Con ogni probabilità, i primi ad essere trascritti alfabeticamente furono proprio i versi omerici (130) (quali? quanti?), nei cui confronti, come si è visto, i greci d'età arcaica erano totalmente «dipendenti» (131). E con ogni probabilità l'esistenza stessa della scrittura può aver influenzato la composizione di alcuni brani epici, mentre è assai improbabile che essa sia stata utilizzata «in fase molto antica per la fissazione, nella loro interezza, di poemi della portata di un'Iliade o di un'Odissea» (132), che certamente inglobano una grossa parte del patrimonio epico diffuso nell'VIII secolo, del quale per altro non conosciamo con sicurezza l'estensione (133). Ma anche ammettendo in via d'ipotesi che i due poemi siano stati trascritti subito integralmente, e nella redazione in cui ci sono pervenuti, «quale fu il materiale scrittorio adoperato per la trascrizione? Non certo il papiro che non era ancora d'uso comune nella Grecia di quel tempo, ma che lo divenne, com'è noto, soltanto nell'ultimo quarto del VII secolo, quando l'Egitto ne favorì l'esportazione verso i mercati stranieri. Erodoto (5, 58) narra che, quando fu introdotto presso i Greci l'alfabeto fenicio, il materiale scrittorio disponibile non era il papiro, difficile da reperire, ma le pelli di capra e di pecora. Ora, è possibile ammettere che i 24 libri dell'Iliade e i 24 libri dell'Odissea fossero fissati per iscritto su pelli, in un'epoca in cui la tecnologia della scrittura non consentiva ancora trascrizioni su larga scala?» (134).

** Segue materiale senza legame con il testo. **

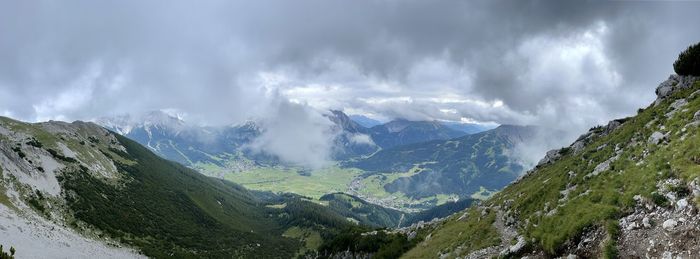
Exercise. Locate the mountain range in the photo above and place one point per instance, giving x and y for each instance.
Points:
(426, 162)
(627, 189)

Un'epoca, cioè, che dovette richiedere inevitabilmente un periodo di sperimentazione, di natura non precisata e di durata incerta, al fine di risolvere l'imperizia scrittoria che è certo rivelata dalle più antiche epigrafi reperite, una dozzina in tutto, distribuite dall'estremità orientale a quella occidentale dell'area mediterranea (Atene, Beozia, Egina, Argolide, Rodi, Gordion, Itaca, Cuma, Eretria – oltre al già ricordato graffito di Pitecusa) e che costituiscono l'unico sicuro terminus post quem per l'arrivo in Grecia dell'alfabeto fenicio.
A ben vedere, quindi, «la contestualità materiale della cultura tra VIII e VII secolo a. C., più che suffragare, sembra smentire la tesi di un testo omerico già confezionato e trascritto ad uso dei rapsodi» (135), e sembra invece convalidare l'ipotesi di una trascrizione parziale, magari anche in funzione mnemonica, di singoli versi prima, di brani sempre più lunghi poi (136), avvenuta nel corso di una fase, di durata imprecisabile, che diviene «mista» sia per la composizione sia per la trasmissione, mentre per la pubblicazione continua ad essere «orale – prima esclusivamente e poi comunque in misura prevalente – fino al IV secolo» (137). Non si dimentichi infatti che la produzione e la circolazione del libro maturano soltanto nella seconda metà del V secolo, e non a caso proprio a partire dal secondo quarto dello stesso secolo diventano via via più numerosi, nella poesia e nell'arte, i riferimenti all'uso della nuova tecnica» (138).